Challenge: Mobile isn’t a portal to the Internet we know today, but a gateway to build world-changing companies that will upend entrenched incumbents and exponentially recast even the most bullish of mobile expectations.

That’s the closing line of a piece written by Edward Aten for GigaOM. Aten contends that 2013 will be the year mobile becomes more than just portable Internet access. This will be the year people start turning to their mobile devices to solve real-world problems as they happen—problems the traditional Internet, tethered to computers, cannot solve.
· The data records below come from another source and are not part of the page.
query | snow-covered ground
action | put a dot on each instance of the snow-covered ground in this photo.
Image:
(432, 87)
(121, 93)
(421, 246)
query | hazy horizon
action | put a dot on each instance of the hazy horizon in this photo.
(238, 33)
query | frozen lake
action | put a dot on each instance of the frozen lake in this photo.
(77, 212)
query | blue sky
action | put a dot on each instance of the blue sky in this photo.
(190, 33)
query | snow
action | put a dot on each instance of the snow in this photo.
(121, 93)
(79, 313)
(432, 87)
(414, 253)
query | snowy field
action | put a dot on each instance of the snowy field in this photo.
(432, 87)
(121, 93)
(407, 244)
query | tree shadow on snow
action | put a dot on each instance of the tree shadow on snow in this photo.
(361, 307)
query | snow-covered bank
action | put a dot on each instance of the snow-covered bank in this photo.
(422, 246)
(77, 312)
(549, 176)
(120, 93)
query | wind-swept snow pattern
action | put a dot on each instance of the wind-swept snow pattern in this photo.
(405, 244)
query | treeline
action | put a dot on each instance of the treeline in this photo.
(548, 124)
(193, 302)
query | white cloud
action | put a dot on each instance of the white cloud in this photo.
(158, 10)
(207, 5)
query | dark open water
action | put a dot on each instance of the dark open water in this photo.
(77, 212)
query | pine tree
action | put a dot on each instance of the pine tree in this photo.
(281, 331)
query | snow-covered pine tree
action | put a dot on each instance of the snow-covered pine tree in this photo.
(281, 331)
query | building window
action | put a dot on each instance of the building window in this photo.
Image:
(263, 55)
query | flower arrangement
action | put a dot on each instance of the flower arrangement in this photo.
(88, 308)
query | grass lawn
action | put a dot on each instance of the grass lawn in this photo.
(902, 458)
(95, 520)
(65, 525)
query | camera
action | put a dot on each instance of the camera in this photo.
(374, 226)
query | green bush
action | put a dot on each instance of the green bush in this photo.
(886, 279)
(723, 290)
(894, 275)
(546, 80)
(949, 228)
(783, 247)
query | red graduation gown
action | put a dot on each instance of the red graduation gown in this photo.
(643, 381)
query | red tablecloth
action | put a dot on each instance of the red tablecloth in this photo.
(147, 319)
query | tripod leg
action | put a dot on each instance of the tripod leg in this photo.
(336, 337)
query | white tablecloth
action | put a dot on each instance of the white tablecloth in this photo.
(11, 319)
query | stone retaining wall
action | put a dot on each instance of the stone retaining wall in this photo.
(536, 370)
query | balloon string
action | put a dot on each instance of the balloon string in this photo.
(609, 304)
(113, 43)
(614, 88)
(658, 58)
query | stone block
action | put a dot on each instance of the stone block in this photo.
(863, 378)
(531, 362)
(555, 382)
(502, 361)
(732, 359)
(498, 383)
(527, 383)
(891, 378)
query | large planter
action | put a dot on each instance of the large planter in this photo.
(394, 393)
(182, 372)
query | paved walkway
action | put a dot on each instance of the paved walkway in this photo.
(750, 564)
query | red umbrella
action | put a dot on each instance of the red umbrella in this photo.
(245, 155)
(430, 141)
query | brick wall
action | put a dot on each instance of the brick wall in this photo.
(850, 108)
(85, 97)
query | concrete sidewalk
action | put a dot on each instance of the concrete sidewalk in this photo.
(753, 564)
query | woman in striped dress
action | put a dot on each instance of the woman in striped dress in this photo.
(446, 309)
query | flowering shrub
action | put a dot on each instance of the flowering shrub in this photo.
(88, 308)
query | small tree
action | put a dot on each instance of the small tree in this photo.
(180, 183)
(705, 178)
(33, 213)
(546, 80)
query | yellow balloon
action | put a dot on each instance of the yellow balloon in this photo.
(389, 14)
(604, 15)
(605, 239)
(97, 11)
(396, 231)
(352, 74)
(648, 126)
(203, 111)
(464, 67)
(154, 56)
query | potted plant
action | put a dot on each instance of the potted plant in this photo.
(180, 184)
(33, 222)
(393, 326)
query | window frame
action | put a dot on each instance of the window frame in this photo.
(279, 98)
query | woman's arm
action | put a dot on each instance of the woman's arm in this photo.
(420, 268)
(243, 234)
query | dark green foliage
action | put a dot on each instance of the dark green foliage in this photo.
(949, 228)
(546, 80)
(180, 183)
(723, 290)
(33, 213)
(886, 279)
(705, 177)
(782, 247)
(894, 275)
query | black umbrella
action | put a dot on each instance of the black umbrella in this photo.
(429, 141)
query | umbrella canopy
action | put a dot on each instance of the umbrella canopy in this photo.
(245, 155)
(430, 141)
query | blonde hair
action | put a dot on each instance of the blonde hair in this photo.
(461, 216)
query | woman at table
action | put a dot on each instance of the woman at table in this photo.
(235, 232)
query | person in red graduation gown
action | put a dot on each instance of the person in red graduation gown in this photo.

Aten points out that we’ve already seen the beginning of this movement in apps like Uber, HotelTonight, Highlights, and others. These apps aren’t mobile versions of online entities, and they’re more than “mobile-first” companies. They’re companies that meet a real-world need and can only exist in a mobile context.

The key is to identify a common problem people have when they’re out. For example, in the case of Uber, the pain point is getting a ride. Standing outside and hailing a cab can be difficult and downright uncomfortable if it’s cold, raining, or your feet hurt. You can try calling a cab company, but good luck getting through on a Friday or Saturday night. This isn’t a problem that can be solved with a traditional website.

“Unlike any technology we have ever seen, mobile has the opportunity to improve our minute-by-minute lives, wherever we are,” Aten writes. Solving these problems calls for an approach that surpasses the concepts of “mobile-first,” “mobile, too” and even “mobile-only.” It’s not mobile-anything. It’s just mobile. It’s not the active exclusion of another medium or a company’s choice of mobile over web. These apps can only be mobile—it just doesn’t work any other way.

With this mobile revolution will come a revolution in software testing. Testing will need to change to accommodate these new apps. Beyond the traditional challenges, this new breed of apps simply cannot be tested solely in a lab.

If an app is meant to be used on the go and help “improve our minute-by-minute lives, wherever we are,” the testing scope needs to be widened considerably. Testing needs to reflect the world in which these apps will live and function—they need to be tested in the wild.